68–95–99.7 rule: states that 68% of the data under the standard normal distribution falls within 1 standard deviation above and below the mean, 95% within 2 standard deviations, and 99.7% within 3 standard deviations.

Inflection Points Visualized

Curve

As you can see, the inflection points on a bell curve occur at 1 and -1.


Finding Areas Under the Standard Normal Curve

Find the area under the standard normal curve from -∞ to z.

scipy.stats.norm.cdf(z)

Find the area under the standard normal curve from z_1 to z_2.

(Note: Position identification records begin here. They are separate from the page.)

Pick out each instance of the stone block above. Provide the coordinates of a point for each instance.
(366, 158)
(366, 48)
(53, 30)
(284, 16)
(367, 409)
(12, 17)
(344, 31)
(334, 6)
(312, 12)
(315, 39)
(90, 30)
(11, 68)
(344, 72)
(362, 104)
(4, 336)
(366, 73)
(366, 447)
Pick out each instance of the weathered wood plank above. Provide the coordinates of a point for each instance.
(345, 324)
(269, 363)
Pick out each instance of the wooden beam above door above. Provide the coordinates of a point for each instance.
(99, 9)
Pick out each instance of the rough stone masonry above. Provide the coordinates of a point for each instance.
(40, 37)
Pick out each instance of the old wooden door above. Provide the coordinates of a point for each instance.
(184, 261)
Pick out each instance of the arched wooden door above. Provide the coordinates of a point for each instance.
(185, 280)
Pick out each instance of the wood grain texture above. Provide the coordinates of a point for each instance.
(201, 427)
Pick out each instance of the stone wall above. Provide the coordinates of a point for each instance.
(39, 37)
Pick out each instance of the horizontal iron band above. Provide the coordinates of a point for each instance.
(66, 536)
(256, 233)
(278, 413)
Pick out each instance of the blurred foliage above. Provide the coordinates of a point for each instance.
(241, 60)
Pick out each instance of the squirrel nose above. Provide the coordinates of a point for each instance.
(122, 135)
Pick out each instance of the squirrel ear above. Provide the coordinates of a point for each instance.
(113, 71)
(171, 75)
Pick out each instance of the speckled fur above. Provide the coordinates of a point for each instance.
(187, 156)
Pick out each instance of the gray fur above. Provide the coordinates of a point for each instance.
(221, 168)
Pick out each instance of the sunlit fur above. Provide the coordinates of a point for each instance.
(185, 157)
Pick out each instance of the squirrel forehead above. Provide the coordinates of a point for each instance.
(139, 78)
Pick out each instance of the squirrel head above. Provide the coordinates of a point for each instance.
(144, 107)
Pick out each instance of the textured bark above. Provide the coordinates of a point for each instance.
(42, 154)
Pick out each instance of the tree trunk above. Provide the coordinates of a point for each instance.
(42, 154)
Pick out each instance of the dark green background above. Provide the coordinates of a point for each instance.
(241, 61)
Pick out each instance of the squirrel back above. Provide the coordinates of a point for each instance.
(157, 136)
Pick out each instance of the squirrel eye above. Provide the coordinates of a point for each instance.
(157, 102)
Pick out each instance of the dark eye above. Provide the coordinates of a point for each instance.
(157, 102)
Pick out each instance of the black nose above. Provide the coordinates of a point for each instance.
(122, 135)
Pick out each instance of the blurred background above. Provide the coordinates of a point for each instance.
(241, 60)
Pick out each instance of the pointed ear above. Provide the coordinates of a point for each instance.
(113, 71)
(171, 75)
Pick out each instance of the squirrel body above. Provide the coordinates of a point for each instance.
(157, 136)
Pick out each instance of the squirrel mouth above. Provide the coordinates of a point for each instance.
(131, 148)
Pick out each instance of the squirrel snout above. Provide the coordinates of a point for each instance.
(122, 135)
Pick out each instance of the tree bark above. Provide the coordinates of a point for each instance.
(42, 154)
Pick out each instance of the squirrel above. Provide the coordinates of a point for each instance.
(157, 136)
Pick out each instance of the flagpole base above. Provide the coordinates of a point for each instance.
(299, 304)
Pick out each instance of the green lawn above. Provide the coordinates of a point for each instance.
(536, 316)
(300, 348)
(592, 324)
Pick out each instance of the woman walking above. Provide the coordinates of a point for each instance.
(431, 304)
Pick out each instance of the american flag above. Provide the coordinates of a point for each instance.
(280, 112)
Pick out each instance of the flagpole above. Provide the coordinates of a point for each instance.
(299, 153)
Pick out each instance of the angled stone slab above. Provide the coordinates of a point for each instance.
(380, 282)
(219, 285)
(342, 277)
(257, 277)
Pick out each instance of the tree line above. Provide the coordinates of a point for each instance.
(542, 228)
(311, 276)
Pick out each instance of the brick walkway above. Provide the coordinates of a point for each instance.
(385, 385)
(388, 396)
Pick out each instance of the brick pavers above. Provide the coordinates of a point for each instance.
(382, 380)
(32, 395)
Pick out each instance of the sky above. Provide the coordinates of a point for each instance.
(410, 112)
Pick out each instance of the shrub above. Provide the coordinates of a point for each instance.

scipy.stats.norm.cdf(z_2) - scipy.stats.norm.cdf(z_1)

Examples in Python:

print("Area from -inf to -1:", scipy.stats.norm.cdf(-1))

Area from -inf to -1: 0.15865525393145707

This means that 15.865% of the data in a standard normal curve falls to the left of 1 standard deviation below the mean.


print("Area from -inf to 0:", scipy.stats.norm.cdf(0))

Area from -inf to 0: 0.5

This means that 50% of the data in a standard normal curve falls to the left of the mean.


print("Area from -1 to 1:", scipy.stats.norm.cdf(1) - scipy.stats.norm.cdf(-1))

Area from -1 to 1: 0.6826894921370859

This means that 68.27% of the data in a standard normal curve falls between 1 standard deviation above and below the mean, as stated in the 68-95-99.7 rule.